GCP Developer Certification Preparation Guide

Professional Developer Certification

I recently passed Google Professional Developer Certification, during the preparation I went throught lot resources about the exam. I also used this book which is a good read and covers most of the exam topics. It is very good starting point for the preparation if you have little knowledge on Google Cloud services.

Keep in mind that Google update its services very often, thus any source of information other than the official documentation may become out dated.

The exam is relatively at the same difficulty level of the Data engineer certification exam:

The exman focuses on the following areas:

I could not find a comprehensive resource that covers all aspect of the exam when I started preparing. I had to go over a lot of Google Cloud products page and general Machine Learning resources and at no point I felt ready as both topics are huge. Here I will try to provide a summary of the resources I did found helpful for passing the exam.

Storage

You need to know the different storage classes (see link) for your workload. Which one to use to save costs without sacrificing performance by storing data across different storage classes.

The following table summaries the different storage classes and how they compare to each other.
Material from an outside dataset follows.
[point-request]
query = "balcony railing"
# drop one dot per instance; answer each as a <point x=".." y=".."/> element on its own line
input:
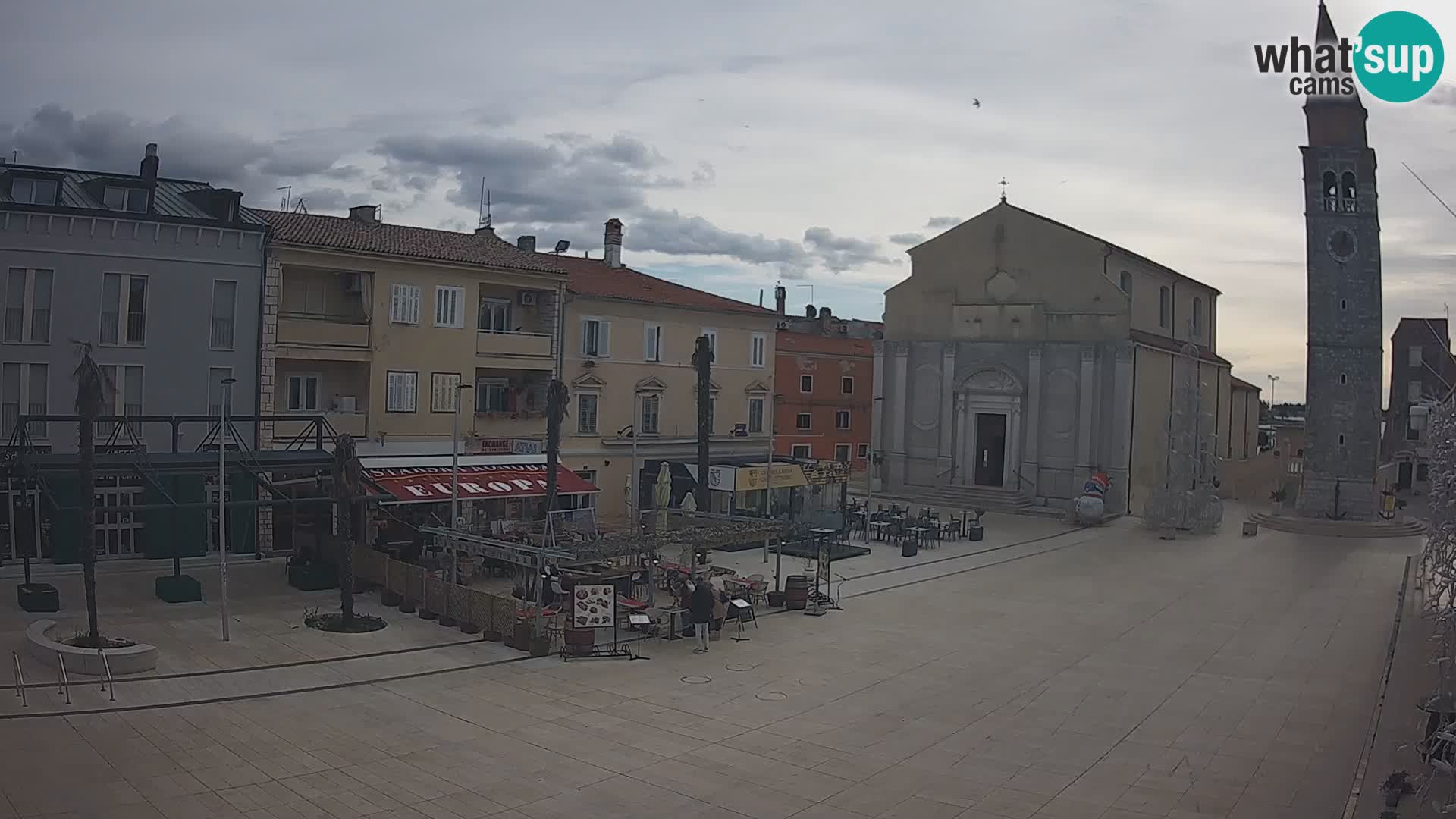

Class Storage Cost Access Cost Access Frequency Description
Standard High Low Access data frequently Hot or Frequently accessed data: websites, streaming videos, and mobile apps.
Nearline Low High Access data only once a month Data stored for at least 30 days, including data backup and long-tail multimedia content.
Coldline Very low Very High Access data only once a year. Data stored for at least 90 days, including disaster recovery.
Archive Lowest Highest   Data stored for at least 365 days, including regulatory archives.
Multi-Regional Storage High High Access data frequently Equivalent to Standard Storage, except it can only be used for objects stored in multi-regions or dual-regions.

Other important topcis related to Cloud storage

For general best practices related to Google Storage check this link.

Databases

You need to know the different databases offered in GCP and which one to use for a given use case.

SQL

Cloud SQL service provides hosted relational Databases (Postgresql, MySql, SQL Server), and multi-region SQL Database (Spanner). You need to know:

NoSQL

GCP offers a variety of NoSQL databases, you need to know the difference between those services and when to use each one.

BigTable

Bigtable is a hosted NoSQL database alternative to Cassandra and HBase. It stores data in a unique way which makes it suitable for low latency access and time-series data (e.g. Financial market data).

Firestore

Easily develop rich applications using a fully managed, scalable, and serverless document database.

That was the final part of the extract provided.